Introducing JSC’s New Sampling Profiler

JavaScriptCore (JSC) has a new sampling profiler that powers Web Inspector’s JavaScript & Events timeline. The sampling profiler is a replacement of JSC’s old tracing profiler. It provides more accurate data about where time is spent in the executing program and is also an order of magnitude faster than the old tracing profiler. Tracing profilers work by inserting instrumentation into the running program. Sampling profilers, on the other hand, work by pausing the executing program at regular intervals and collecting data about the program’s execution state. When recording a timeline in Web Inspector today, you will experience a 30x speed improvement over the old timeline. This speedup is derived by two fundamental architecture changes made by JSC and Web Inspector when recording a timeline. The primary speedup comes from replacing the tracing profiler with the sampling profiler. Further speedup comes from removing debugging instrumentation from the executing program. JSC inserts debugging instrumentation into the executing program to support the debugger when Web Inspector is open. This instrumentation allows JSC to detect when a breakpoint has been hit in the executing program. However, this debugging instrumentation is not needed when recording a timeline; and by removing it, JSC will execute JavaScript 2x faster.

Profiling Methods

Tracing profilers are often less accurate for doing performance analysis because the high overhead of inserting instrumentation into the program changes the distribution of where time is spent in the executing program. For example, in JSC’s tracing profiler, each call site is decorated with a bytecode instruction both before and after the call to time how long each call takes. Tracing profilers are good for other forms of analysis though. For example, they can be used to construct a lossless dynamic call graph.
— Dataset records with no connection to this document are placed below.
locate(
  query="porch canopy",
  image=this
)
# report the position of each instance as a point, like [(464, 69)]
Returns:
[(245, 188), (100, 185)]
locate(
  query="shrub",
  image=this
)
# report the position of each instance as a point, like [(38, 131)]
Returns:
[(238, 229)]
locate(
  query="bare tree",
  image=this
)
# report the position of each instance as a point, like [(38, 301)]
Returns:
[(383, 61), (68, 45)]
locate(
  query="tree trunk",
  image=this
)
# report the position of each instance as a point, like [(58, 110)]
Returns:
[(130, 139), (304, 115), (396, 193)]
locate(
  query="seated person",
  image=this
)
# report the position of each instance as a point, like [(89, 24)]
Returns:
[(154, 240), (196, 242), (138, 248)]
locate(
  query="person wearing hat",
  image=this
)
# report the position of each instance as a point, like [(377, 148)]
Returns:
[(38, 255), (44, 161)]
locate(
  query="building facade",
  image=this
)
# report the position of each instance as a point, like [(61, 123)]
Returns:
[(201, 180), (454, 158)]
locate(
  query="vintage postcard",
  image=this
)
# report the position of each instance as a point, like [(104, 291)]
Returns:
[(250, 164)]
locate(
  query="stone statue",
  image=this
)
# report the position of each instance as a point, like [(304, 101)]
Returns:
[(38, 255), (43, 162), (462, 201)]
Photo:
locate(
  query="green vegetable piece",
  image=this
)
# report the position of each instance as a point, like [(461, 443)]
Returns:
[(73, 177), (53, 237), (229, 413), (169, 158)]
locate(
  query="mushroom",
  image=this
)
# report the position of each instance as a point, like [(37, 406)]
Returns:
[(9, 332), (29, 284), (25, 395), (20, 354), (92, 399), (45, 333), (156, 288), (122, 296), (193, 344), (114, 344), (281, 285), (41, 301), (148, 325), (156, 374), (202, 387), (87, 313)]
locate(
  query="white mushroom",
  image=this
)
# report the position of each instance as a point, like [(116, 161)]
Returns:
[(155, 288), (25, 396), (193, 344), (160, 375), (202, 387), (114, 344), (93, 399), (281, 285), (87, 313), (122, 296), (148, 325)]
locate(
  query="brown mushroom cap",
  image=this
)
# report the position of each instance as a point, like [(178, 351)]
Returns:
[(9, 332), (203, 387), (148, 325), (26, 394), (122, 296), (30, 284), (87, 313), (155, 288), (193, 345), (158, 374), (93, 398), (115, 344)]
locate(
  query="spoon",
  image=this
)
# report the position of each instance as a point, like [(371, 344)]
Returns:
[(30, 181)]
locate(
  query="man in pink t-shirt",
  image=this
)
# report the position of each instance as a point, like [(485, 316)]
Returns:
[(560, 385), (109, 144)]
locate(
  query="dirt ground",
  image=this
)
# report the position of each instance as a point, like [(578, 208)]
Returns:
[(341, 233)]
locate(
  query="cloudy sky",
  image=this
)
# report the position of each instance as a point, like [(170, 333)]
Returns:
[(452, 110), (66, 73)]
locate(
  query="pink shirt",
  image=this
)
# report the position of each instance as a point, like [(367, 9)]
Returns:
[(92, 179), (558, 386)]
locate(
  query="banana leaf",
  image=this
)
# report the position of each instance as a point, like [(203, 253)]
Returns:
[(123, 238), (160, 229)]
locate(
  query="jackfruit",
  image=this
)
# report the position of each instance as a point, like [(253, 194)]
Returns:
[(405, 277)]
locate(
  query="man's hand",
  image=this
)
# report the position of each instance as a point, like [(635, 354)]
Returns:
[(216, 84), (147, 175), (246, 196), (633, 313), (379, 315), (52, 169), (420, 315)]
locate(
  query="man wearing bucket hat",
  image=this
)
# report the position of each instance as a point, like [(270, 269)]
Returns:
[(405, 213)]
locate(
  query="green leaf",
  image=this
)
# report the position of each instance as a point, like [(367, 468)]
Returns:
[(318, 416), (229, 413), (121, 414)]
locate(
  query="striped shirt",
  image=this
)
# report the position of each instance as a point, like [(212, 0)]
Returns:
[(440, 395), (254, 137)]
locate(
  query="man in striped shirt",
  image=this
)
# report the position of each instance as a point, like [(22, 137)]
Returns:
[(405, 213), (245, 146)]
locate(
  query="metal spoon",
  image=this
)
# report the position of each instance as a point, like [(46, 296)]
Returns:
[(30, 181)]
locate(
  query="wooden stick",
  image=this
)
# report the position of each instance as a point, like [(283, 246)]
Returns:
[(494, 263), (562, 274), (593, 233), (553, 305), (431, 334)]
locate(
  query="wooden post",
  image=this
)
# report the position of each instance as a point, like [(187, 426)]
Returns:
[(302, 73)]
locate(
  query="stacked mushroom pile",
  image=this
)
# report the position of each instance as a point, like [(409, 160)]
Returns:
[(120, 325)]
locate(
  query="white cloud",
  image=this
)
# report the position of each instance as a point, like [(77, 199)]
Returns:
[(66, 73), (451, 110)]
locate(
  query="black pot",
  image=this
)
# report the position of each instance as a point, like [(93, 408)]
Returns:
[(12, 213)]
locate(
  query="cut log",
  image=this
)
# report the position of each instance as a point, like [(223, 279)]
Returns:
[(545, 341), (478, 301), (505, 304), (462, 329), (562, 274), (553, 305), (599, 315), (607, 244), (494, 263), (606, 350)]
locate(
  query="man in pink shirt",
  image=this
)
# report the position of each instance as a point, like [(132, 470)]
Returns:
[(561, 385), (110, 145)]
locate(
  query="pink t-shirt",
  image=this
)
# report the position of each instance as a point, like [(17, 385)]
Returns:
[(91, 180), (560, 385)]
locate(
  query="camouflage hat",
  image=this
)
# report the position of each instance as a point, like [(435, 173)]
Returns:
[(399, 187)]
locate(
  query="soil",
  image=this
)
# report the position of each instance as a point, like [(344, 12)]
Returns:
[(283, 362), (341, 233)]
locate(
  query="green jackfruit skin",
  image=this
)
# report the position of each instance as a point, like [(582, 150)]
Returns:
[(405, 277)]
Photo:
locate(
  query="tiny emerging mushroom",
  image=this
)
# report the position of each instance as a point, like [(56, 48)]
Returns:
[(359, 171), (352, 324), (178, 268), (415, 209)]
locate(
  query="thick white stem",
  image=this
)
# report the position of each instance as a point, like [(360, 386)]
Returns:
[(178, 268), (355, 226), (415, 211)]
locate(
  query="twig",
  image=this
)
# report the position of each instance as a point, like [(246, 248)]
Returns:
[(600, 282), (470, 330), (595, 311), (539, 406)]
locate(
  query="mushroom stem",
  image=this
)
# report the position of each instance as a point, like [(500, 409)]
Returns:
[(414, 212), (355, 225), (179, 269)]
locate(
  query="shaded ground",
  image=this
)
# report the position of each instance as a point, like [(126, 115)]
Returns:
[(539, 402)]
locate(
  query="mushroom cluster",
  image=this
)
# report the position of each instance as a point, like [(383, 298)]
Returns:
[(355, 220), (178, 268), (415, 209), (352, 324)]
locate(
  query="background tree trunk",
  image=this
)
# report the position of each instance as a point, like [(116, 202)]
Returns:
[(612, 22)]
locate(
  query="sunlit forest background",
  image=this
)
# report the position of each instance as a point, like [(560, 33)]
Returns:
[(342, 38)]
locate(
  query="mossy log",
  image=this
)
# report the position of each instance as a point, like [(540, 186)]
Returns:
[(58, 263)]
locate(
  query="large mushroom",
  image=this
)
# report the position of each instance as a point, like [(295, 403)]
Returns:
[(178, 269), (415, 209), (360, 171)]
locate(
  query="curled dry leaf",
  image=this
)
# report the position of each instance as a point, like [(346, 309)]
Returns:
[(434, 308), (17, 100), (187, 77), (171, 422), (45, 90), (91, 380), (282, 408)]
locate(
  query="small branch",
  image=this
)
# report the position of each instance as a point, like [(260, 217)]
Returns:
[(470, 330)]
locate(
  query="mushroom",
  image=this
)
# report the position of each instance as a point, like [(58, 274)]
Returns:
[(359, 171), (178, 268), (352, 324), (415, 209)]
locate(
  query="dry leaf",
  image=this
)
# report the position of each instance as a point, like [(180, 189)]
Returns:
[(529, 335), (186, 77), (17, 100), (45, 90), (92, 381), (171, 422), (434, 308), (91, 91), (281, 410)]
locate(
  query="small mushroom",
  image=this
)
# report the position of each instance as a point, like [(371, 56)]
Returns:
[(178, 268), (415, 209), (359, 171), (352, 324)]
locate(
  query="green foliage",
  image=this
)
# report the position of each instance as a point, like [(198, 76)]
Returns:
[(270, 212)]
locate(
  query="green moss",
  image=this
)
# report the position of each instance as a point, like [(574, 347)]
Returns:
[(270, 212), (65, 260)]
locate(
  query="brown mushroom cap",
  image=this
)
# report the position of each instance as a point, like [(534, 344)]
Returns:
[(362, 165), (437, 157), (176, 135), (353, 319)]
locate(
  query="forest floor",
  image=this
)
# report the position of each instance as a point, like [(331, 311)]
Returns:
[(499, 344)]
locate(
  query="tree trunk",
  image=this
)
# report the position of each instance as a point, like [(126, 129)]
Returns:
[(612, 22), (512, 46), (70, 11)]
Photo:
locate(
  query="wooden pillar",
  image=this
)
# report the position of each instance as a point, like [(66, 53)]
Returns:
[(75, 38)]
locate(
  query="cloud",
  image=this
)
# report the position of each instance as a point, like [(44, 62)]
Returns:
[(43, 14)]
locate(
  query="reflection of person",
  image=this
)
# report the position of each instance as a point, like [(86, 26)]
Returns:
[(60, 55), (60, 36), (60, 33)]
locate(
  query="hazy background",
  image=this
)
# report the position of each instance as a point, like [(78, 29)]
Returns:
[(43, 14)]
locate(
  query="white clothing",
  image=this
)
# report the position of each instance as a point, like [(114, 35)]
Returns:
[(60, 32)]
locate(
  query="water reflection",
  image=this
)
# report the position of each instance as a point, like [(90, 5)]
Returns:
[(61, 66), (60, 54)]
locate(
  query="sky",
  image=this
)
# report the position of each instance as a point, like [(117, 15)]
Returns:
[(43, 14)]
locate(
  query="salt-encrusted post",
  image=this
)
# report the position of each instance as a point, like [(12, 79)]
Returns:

Sampling profilers operate by periodically sampling the target thread and collecting interesting data about its execution state. Often, the data collected will be a stack trace of the thread while it is paused. In JSC, the sampling profiler works without inserting any instrumentation into the running program. This is crucial in keeping the overhead of the sampling profiler low. A sampling profiler’s collected data set will always be lossy because it is sampling the executing thread at a fixed interval. It will never be able to reconstruct a lossless call graph of the executing program. That said, sampling profilers are more accurate than tracing profilers at determining where time is spent in the executing program. There are two main reasons for this. First, sampling profilers are low overhead which makes them good at observing the program in its natural state. Second, if a certain part of the program is hot, there is a high probability that the sampling profiler will take a sample while the hot portion of the program is executing. Put another way, the probability of not sampling the hot portions of the program is very low.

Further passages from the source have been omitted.